In comparison with the Sumerian-Babylonian, Egyptian, Chinese, Indian, and
other ancient
calendars, the constellations can be clearly defined, and the zones or belts
into which some
vessels are divided exhibit several annual units. The constellations that
denote individual
seasons were shown at the moment of twilight, as the first landmarks of the
evening sky (Orion,
Gemini, Pegasus, the Pleiades, Cassiopeia, Cygnus).

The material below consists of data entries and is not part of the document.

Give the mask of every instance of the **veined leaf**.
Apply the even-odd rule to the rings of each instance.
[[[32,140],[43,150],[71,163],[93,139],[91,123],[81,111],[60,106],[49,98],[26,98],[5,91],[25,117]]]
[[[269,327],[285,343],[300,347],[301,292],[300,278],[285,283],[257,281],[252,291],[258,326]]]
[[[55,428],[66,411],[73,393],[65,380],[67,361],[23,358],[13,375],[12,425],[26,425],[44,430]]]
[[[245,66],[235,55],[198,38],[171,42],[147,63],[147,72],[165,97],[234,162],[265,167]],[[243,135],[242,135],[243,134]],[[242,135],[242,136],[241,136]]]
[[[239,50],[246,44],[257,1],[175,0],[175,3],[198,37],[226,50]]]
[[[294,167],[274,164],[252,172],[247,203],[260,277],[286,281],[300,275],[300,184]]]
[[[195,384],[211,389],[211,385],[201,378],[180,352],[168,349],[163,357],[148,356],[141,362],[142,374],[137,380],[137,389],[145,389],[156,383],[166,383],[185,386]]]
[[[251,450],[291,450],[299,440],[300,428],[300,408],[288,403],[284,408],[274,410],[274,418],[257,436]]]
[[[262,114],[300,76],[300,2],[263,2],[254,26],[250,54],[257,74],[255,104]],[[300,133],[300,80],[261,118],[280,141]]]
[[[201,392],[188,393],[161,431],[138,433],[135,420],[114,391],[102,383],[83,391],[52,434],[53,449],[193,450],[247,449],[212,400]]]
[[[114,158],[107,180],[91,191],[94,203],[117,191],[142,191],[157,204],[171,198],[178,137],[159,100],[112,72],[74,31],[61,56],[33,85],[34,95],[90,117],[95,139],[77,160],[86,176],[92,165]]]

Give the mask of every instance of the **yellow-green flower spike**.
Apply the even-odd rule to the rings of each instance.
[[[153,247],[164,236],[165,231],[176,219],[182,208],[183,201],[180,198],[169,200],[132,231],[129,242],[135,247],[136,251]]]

Naturally, the very common symbolism of the Sun (without a single depiction
of the Moon) shows
the complete displacement of lunar symbolism, which is an Indo-European

The year at Vucedol began with the spring equinox, when the Sun symbolically
supplanted the most
important winter constellation of Orion. To be more exact, that night
Orion's Belt appeared a
short while for the last time in the winter sky, disappearing for several
months. This chance
circumstance, noted by the inhabitants of Vucedol, today no longer exists
because of the course
of time (precession), helped them in determining the first day of the new
year, but also in
coordinating the number of days in their year (unknown to us) with the
actual number of days of
the yearly revolution of the Earth around the Sun."